Longstanding CEO of General Electric, Jack Welch, died aged 84, but as one of the US’ most influential business magnates, what have we learned from his legacy?
As the news made headlines this week, GE chief Jack Welch, the man who transformed General Electric into one of America’s wealthiest firms, has died. He has previously been named ‘manager of the century’ and is both a best-selling author and a confidante of US Presidents. His legacy will leave a big mark on US business, but according to Peter Ryding, founder of e-coaching software VicYourCoach, one thing we can all learn from Welch’s reign is to ‘hire and fire on cultural fit’.
Jack’s one message that most impressed me was his ‘Performance Culture Matrix'. Every company needs to know and understand the cultural fit of each of its employees. To do this Jack created a chart with performance from low to high along the bottom and cultural fit from low to high up the sides. Then he would plot everyone’s position onto that chart, especially senior executives. According to Jack the success of every organisation depends upon how to treat people in ONE of those four boxes.
The obvious boxes to answer are:
• High Performing and High Cultural fit – promote them.
• Low performing and low cultural fit – fire them.
However, most organisations do a lot of the above. What they DON’T do is live Jack’s approach to the final box. High performers who have low cultural fit. And he believes that in the 1980s and 1990s, this is the thing that made GE so successful – you FIRE THEM! Yes, even if they are a top performing sales director because bad behaviour and anticultural behaviour is so toxic and infectious.
My experience of detecting and treating anti-cultural behaviour at a senior level is exactly the way Jack described it. I have never regretted getting someone out early and usually I have discovered the rest of the iceberg is there and a broad relief from customers, suppliers, employees. In each case it helped me turnaround the company even faster.

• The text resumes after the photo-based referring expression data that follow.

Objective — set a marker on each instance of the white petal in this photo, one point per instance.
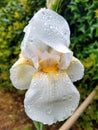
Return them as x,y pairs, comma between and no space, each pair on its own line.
75,70
21,74
66,59
51,98
49,28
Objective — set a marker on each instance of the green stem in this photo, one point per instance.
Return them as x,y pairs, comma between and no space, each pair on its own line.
38,125
54,4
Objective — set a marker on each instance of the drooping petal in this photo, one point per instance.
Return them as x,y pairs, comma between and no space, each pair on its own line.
75,70
21,74
51,97
65,59
49,28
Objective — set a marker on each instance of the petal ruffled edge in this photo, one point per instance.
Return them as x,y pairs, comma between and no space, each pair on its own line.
51,98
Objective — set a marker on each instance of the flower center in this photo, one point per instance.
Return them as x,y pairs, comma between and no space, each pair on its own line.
49,65
50,69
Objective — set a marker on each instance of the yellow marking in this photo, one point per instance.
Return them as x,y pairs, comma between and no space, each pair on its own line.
50,69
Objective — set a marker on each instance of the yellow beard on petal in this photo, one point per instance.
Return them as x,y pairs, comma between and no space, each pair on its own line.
50,69
49,66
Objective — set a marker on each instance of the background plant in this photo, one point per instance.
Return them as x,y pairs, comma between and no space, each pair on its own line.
82,16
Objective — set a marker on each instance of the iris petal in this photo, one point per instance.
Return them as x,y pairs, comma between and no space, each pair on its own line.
49,28
66,59
21,74
76,70
51,98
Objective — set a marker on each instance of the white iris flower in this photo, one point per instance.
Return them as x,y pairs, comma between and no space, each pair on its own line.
47,69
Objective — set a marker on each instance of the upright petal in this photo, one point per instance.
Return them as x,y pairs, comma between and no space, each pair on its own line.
51,97
50,28
65,59
21,74
75,70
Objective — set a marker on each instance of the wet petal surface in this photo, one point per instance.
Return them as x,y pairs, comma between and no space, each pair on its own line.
51,97
21,74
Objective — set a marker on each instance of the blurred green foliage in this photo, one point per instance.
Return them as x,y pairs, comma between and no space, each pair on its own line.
82,16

I have never regretted getting someone out early and usually I have discovered the rest of the iceberg is there and a broad relief from customers, suppliers, employees.
All modern leaders need to understand Jack’s matrix and be ready to use it. However, the real trick is to recruit people based on cultural fit ahead of just skills and then to develop them so that you avoid having any key people in that high performing and low cultural fit box in the first place. THAT is a sign of a great modern leader!